Re: [PATCH v6 6/6] iommu/amd: Fail probe on ATS configuration failure
From: Pranjal Shrivastava
Date: Mon Jun 01 2026 - 02:22:53 EST
On Mon, Jun 01, 2026 at 06:00:15AM +0000, Ankit Soni wrote:
> > @@ -2502,10 +2508,22 @@ static struct iommu_device *amd_iommu_probe_device(struct device *dev)
> > else
> > dev_data->max_irqs = MAX_IRQS_PER_TABLE_512;
> >
> > - if (dev_is_pci(dev))
> > - pci_prepare_ats(to_pci_dev(dev), PAGE_SHIFT);
> > + if (dev_is_pci(dev)) {
> > + struct pci_dev *pdev = to_pci_dev(dev);
> > +
> > + if (pci_ats_supported(pdev)) {
> > + ret = pci_prepare_ats(pdev, PAGE_SHIFT);
> > + if (ret) {
> > + iommu_dev = ERR_PTR(ret);
> > + goto out_err;
> > + }
> > + }
> > + }
> >
> > out_err:
> > + if (IS_ERR(iommu_dev))
> > + iommu_ignore_device(iommu, dev);
> > +
> > return iommu_dev;
> > }
> >
>
> Hi,
> This regresses IRQ remapping in the PD_MODE_NONE branch. By design
> rlookup_table[devid] must stay valid for IR - init.c:2257 documents
> this: "Do not return an error to enable IRQ remapping ...". Pre-patch
> the PD_MODE_NONE branch returned ERR_PTR(-ENODEV) without nulling
> rlookup, precisely so irq_remapping_alloc() / __rlookup_amd_iommu()
> keep working; this unconditional cleanup violates that.
> The new pci_prepare_ats() failure path has the same shape:
> amd_iommu_set_pci_msi_domain() ran earlier and parented dev->msi_domain
> on iommu->ir_domain, but on this new out_err that's not unwound. So
> nulling rlookup_table[devid] makes irq_remapping_alloc() return -EINVAL
> on the first MSI alloc for the device. Sashiko also flagged this in [1];
>
> Also if iommu_init_device() branch fails, iommu_ignore_device() will be
> called twice.
>
Hi Ankit,
Ack. Sashiko made me realize that this regresses IRQ mapping for AMD,
and I agree that the call to iommu_ignore_device() is a bit too
aggressive as it wipes the rlookup_table entry required for IRQ
remapping, particularly in PD_MODE_NONE.
I was thinkig to address this in the next version as follows:
1. Split the probe error paths:
- Proper init failures (like iommu_init_device) will continue to call
iommu_ignore_device().
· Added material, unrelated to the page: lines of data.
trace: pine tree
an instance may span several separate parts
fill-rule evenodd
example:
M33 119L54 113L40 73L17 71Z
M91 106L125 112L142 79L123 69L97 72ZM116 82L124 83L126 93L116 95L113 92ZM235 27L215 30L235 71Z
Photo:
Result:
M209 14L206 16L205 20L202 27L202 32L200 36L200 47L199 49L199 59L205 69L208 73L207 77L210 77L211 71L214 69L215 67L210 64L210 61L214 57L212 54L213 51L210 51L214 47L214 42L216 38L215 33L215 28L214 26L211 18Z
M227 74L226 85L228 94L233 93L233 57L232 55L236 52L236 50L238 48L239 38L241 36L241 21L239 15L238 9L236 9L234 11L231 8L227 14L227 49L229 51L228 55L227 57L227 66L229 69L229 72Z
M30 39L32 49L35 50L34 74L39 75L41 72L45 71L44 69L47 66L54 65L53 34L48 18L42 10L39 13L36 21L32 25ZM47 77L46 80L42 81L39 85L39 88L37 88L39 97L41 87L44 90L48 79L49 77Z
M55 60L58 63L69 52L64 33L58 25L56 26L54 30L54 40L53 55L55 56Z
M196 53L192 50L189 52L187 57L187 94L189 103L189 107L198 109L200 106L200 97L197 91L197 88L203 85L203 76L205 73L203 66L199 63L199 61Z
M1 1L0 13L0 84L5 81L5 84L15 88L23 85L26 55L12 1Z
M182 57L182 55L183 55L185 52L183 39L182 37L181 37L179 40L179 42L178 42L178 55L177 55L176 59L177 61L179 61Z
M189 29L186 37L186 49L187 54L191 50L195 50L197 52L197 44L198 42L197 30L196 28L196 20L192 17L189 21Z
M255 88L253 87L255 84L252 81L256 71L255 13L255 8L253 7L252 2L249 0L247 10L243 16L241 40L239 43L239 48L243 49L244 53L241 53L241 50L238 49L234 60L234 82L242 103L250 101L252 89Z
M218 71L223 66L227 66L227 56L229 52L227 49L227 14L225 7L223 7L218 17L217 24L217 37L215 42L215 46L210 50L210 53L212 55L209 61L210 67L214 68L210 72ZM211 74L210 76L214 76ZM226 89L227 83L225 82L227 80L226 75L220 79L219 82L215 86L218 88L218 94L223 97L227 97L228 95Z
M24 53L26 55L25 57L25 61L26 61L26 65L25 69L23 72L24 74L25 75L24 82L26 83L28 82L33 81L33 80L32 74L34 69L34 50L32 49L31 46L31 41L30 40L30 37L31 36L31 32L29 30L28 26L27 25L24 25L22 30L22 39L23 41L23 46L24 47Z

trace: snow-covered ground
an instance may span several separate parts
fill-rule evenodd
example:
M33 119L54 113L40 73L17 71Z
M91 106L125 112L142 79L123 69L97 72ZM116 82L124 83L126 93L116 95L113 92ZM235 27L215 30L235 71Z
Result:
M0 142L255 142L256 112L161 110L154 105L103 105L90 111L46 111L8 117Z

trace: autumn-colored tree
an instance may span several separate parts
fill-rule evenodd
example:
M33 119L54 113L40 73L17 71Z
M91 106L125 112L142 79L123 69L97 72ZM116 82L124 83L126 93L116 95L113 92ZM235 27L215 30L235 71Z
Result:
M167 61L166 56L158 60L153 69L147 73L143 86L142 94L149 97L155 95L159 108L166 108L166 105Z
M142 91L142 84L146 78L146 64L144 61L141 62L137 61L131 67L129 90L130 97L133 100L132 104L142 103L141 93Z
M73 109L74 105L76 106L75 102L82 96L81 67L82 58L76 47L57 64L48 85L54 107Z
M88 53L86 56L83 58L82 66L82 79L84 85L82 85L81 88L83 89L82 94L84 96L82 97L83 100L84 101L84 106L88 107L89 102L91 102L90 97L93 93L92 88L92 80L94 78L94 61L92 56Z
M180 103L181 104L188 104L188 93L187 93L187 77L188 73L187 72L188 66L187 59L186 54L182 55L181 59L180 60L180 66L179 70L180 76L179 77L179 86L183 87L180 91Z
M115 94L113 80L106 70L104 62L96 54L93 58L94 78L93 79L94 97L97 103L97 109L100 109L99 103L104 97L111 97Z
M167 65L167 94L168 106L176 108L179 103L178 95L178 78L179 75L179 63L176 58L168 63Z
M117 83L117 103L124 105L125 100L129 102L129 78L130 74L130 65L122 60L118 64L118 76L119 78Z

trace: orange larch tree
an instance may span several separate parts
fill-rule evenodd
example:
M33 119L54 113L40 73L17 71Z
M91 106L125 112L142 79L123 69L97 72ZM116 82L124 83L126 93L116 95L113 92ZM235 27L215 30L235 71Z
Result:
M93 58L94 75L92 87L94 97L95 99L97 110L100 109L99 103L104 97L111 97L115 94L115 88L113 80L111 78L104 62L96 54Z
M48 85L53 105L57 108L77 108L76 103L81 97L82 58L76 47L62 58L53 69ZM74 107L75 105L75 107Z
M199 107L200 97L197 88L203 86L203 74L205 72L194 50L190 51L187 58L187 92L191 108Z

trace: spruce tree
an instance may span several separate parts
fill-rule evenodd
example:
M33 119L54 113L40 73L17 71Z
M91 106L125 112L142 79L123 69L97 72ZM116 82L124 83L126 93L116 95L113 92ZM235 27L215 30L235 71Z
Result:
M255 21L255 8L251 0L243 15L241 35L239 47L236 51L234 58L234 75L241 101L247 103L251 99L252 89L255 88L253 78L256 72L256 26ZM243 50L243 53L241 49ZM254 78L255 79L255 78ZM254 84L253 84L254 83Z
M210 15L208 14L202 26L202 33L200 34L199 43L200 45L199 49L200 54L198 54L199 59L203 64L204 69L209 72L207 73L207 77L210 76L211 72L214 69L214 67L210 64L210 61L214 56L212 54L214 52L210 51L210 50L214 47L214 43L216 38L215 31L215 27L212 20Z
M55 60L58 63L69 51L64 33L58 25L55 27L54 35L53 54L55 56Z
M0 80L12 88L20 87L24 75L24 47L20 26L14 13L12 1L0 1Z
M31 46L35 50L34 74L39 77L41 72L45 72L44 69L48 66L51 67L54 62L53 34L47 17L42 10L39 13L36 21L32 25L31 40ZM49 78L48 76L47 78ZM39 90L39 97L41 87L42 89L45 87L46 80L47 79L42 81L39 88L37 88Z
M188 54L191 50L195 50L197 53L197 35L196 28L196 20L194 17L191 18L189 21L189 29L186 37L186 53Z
I will fix the double invocation here.
- Config failures (like ATS mismatch or PD_MODE_NONE) will return an
an error but skip caling iommu_ignore_device(), preserving the
rlookup_table entry for IRQ remapping.
2. Resolve the Use-After-Free (UAF):
To prevent the UAF on the "DMA-only" failure path, I will ensure that
the hardware Device Table Entry (DTE) is set to a safe state (like
blocked or bypass) and the dev_data->dev pointer is cleared, as the
IOMMU core does not invoke release_device() after a probe failure.
3. Fix iommu_ignore_device() infrastructure:
I will address the pre-existing bugs identified by Sashiko:
- Fix clearing order (calling setup_aliases before clearing the
rlookup_table).
- Replace the non-atomic memset() on the hardware dev_table with an
atomic DTE update.
That said, I'm investigating the safest way to revert the MSI domain
assignment on probe failure to avoid the dangling domain issue pointed
out by Sashiko. Maybe we can add an amd_iommu_restore_msi_domain() helper
to revert the assignment made in amd_iommu_set_pci_msi_domain() on probe
failure?
Please, let me know if that sounds okay?
Also, I'm wondering if I should send this as a separate series specific
to AMD which is unrelated to this one? Or maybe handle AMD IOMMU in a
separate series altogether. Let me know if you (and Vasanth / Suravee)
would prefer that?
Thanks,
Pranjal